Le gros chef se leva et vint à son secours. Il l'attrapa par les talons, l'éloigna du feu et le tira vers le sol. Mais aussitôt, alors qu'il le tenait solidement par les chevilles, il s'éleva avec lui dans les airs. Le sauvage le lâcha en poussant un cri d'horreur et retomba la tête la première.

Entre temps, les autres indigènes s'étaient remis debouts, pendant qu'ils se rassemblaient autour de leur chef pour l'aider à se relever, Rob flottait toujours dans l'air, juste au dessus d'eux. Alors il abandonna l'idée de s'échapper avec cet instrument détraqué, et il résolut de tenter sa chance à pieds, seulement, il fallait courir. Il tourna l'aiguille du cadran sur bas, et à son grand soulagement, l'instrument obéit lentement, lui permettant de remettre pied à terre.

The master key 5 1

1 Fanny Y. Cory représente Rob coiffé d'une casquette, bien qu'elle le montre avec un chapeau de paille à partir du chapitre 10. Il y a souvent un décalage entre les descriptions de Baum et les illustrations (NdT).

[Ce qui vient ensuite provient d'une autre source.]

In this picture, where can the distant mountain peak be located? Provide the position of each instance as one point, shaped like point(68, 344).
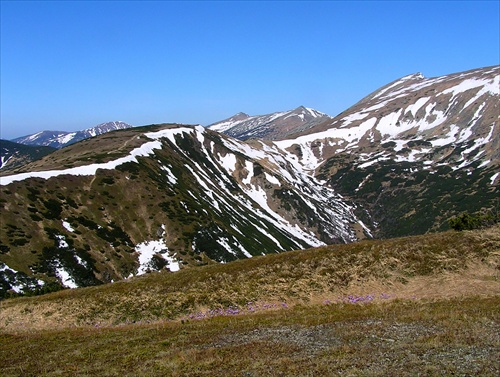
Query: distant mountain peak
point(59, 139)
point(274, 126)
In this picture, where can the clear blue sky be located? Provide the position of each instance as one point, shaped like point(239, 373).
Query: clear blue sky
point(70, 65)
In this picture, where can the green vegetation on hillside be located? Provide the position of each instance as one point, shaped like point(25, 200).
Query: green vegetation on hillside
point(426, 305)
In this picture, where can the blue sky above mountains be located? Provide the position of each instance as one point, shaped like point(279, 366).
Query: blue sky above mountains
point(72, 65)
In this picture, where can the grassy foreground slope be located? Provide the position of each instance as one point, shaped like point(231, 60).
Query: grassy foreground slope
point(427, 305)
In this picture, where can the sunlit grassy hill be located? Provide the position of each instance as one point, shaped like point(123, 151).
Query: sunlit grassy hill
point(426, 305)
point(434, 265)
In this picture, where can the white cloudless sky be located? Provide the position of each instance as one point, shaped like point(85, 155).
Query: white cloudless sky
point(70, 65)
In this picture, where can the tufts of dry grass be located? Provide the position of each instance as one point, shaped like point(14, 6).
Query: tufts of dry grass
point(399, 337)
point(442, 265)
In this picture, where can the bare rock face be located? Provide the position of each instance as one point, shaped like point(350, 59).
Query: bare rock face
point(275, 126)
point(60, 139)
point(413, 153)
point(414, 119)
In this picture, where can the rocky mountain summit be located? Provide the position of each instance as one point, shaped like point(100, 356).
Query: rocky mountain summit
point(14, 155)
point(60, 139)
point(273, 126)
point(401, 161)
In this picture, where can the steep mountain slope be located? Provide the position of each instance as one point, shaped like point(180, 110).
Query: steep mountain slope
point(156, 197)
point(59, 139)
point(13, 155)
point(273, 126)
point(413, 153)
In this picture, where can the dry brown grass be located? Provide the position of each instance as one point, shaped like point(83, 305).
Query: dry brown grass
point(426, 267)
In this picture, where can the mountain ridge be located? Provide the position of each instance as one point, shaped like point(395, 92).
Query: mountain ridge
point(60, 139)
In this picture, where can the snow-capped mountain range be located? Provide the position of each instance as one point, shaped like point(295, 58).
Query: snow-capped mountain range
point(59, 139)
point(273, 126)
point(412, 118)
point(401, 161)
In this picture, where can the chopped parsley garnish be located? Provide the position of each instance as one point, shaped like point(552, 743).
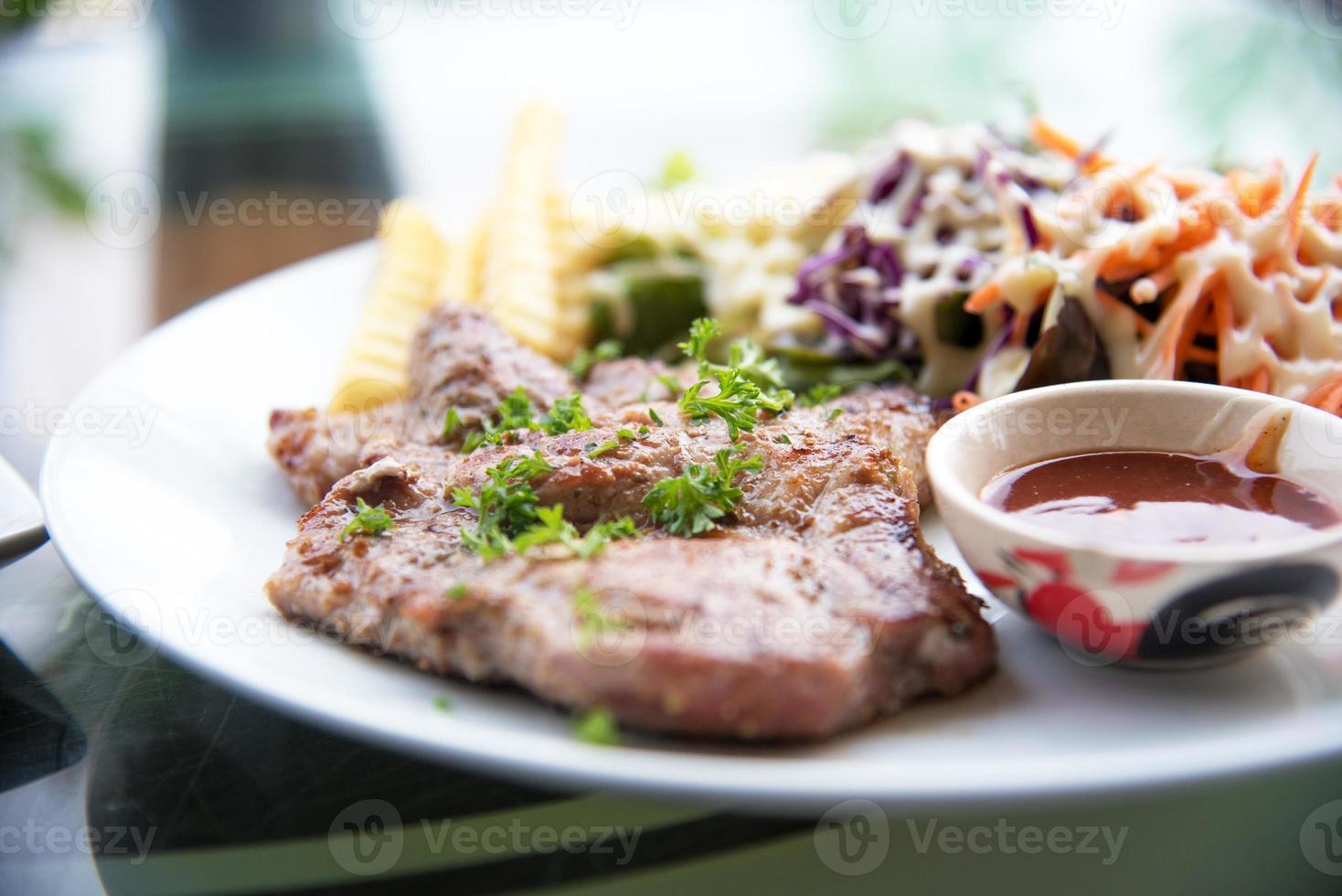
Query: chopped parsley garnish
point(506, 505)
point(748, 384)
point(702, 332)
point(585, 358)
point(819, 395)
point(514, 413)
point(552, 528)
point(596, 726)
point(745, 356)
point(739, 402)
point(367, 520)
point(687, 505)
point(568, 415)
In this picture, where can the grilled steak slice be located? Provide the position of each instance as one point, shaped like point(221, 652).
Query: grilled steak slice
point(630, 381)
point(461, 359)
point(817, 609)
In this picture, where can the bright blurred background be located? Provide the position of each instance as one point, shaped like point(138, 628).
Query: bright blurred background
point(157, 152)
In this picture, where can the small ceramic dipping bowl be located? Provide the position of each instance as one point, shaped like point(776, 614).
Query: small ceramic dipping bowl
point(1141, 603)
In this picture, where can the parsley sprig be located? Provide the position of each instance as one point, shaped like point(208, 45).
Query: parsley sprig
point(568, 415)
point(367, 520)
point(552, 528)
point(690, 503)
point(510, 518)
point(585, 358)
point(748, 384)
point(819, 395)
point(516, 415)
point(596, 726)
point(739, 401)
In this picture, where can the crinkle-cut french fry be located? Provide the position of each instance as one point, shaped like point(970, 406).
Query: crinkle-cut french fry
point(404, 289)
point(519, 281)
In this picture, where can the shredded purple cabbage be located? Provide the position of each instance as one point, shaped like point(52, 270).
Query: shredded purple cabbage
point(888, 180)
point(855, 306)
point(1027, 219)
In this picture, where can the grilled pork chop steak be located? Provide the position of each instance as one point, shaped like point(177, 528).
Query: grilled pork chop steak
point(816, 608)
point(463, 359)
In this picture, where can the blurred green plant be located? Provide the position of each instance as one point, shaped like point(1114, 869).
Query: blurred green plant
point(30, 149)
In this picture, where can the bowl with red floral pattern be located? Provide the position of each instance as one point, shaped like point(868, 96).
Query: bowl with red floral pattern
point(1147, 522)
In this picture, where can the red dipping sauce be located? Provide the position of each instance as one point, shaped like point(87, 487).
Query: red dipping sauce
point(1155, 496)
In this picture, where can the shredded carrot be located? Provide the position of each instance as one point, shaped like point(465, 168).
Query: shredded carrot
point(1267, 266)
point(1327, 212)
point(984, 298)
point(1190, 326)
point(1255, 192)
point(1224, 313)
point(1195, 229)
point(1049, 137)
point(1184, 189)
point(1118, 304)
point(1178, 335)
point(1296, 208)
point(964, 400)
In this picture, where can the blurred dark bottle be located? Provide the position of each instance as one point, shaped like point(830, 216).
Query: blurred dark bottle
point(272, 151)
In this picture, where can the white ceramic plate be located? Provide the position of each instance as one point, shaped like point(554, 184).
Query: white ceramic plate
point(177, 528)
point(20, 517)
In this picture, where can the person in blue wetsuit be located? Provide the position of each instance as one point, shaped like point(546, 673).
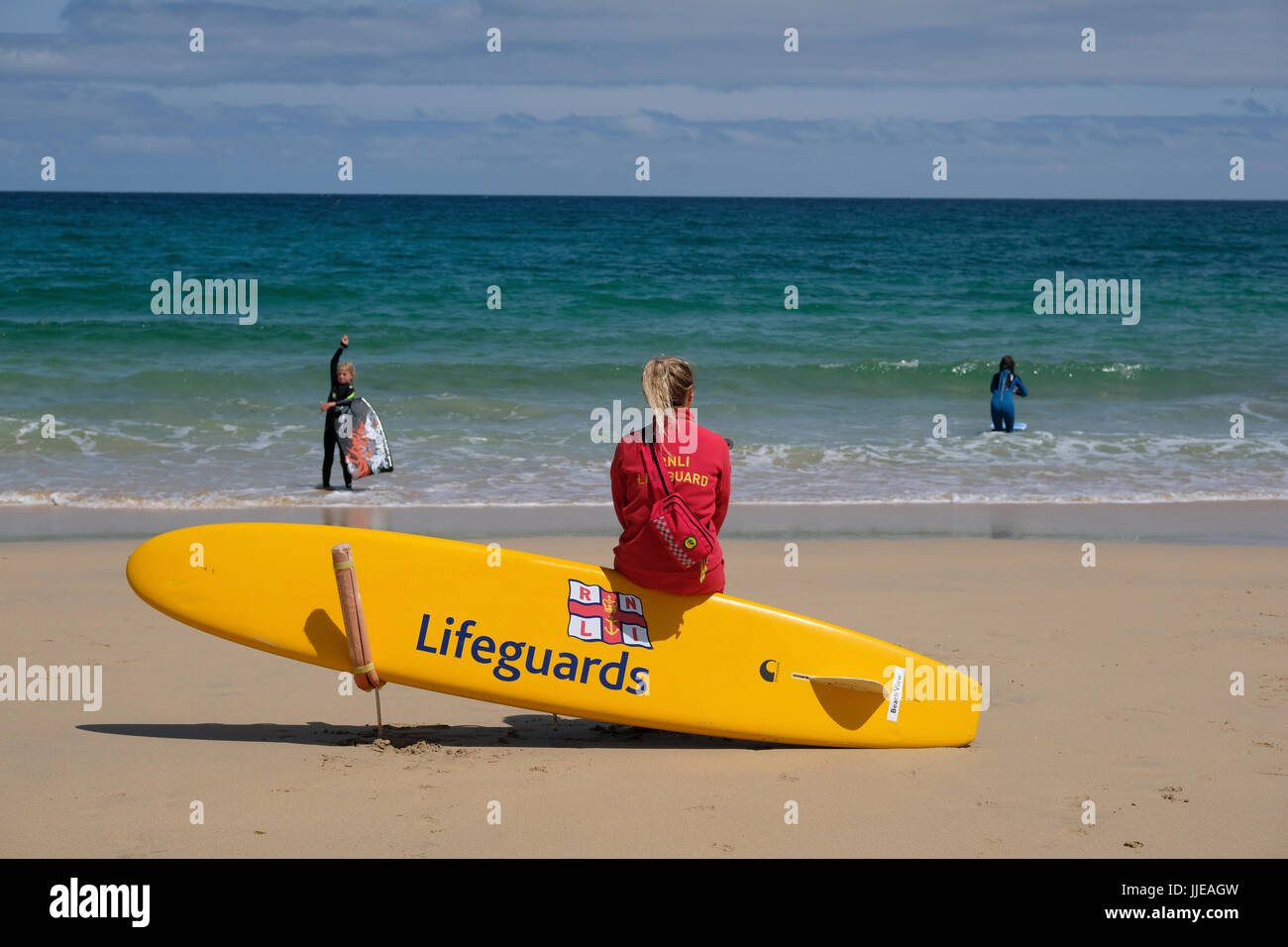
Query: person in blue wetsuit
point(1006, 382)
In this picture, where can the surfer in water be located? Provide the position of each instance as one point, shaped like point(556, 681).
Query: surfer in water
point(1005, 384)
point(342, 389)
point(696, 466)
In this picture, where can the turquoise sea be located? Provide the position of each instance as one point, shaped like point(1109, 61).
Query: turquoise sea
point(905, 309)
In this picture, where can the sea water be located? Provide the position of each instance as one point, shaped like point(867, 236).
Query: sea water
point(490, 333)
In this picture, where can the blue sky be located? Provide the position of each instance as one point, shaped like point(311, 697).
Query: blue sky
point(703, 88)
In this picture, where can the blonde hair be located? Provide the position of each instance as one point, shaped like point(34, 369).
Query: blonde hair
point(666, 382)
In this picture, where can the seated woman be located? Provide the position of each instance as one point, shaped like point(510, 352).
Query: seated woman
point(696, 466)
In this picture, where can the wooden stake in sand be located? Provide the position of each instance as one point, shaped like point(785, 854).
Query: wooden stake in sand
point(356, 628)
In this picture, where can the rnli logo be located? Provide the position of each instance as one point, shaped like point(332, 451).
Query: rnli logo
point(601, 615)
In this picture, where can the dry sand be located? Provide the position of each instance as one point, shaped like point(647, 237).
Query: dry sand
point(1109, 684)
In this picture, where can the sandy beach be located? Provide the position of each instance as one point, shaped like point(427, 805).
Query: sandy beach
point(1109, 684)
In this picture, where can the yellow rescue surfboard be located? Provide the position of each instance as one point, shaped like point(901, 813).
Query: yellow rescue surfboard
point(562, 637)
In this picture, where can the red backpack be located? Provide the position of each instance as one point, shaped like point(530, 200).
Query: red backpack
point(678, 527)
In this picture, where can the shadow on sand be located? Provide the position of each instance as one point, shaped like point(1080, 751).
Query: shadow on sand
point(522, 729)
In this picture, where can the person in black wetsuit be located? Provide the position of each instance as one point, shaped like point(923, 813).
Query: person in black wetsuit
point(342, 389)
point(1006, 384)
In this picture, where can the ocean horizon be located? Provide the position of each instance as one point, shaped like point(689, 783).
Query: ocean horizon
point(872, 390)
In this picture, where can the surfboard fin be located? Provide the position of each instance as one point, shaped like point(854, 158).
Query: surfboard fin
point(863, 684)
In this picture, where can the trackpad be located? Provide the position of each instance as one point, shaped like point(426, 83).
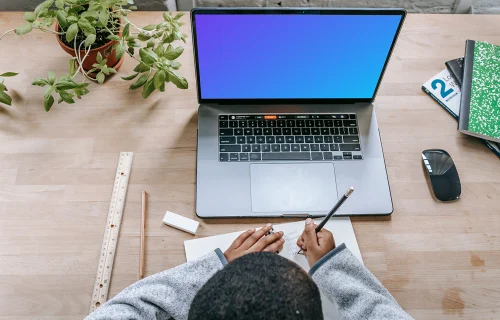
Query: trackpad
point(294, 187)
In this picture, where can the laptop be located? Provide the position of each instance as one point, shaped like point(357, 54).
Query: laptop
point(285, 122)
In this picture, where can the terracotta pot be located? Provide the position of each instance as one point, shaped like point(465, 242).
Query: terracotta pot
point(105, 51)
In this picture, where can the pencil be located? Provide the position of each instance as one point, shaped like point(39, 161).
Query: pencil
point(143, 234)
point(332, 212)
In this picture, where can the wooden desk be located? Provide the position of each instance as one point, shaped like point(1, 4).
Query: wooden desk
point(57, 169)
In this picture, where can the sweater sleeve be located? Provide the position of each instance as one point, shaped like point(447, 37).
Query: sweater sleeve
point(165, 295)
point(353, 288)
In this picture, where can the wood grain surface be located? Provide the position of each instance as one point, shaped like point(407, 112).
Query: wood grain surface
point(57, 170)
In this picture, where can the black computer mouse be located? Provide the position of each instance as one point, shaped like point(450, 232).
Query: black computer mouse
point(442, 174)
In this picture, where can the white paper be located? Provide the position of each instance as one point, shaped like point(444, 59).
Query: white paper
point(340, 227)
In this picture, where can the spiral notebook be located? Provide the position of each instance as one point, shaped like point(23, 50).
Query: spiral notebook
point(340, 227)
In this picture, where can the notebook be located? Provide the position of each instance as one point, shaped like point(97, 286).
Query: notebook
point(340, 227)
point(480, 103)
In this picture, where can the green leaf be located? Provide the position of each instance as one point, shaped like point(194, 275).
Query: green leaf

2 Dans ce livre, les lieux que mentionne Baum existent vraiment, même si, parfois, il en donne une description quelque peu fantaisiste. Ainsi, l'île de Brava se trouve dans l'archipel du Cap Vert, au large des côtes de la Mauritanie et du Sénégal (NdT). 

3 Cette réplique fait peut être écho à la célèbre phrase : "un bon indien est un indien mort" attribuée au général Philip Sheridan au cours des guerres indiennes (NdT). 

4 Soit Rob est perturbé et il dit n'importe quoi, soit sa mère a de curieuses recettes de cuisine (NdT).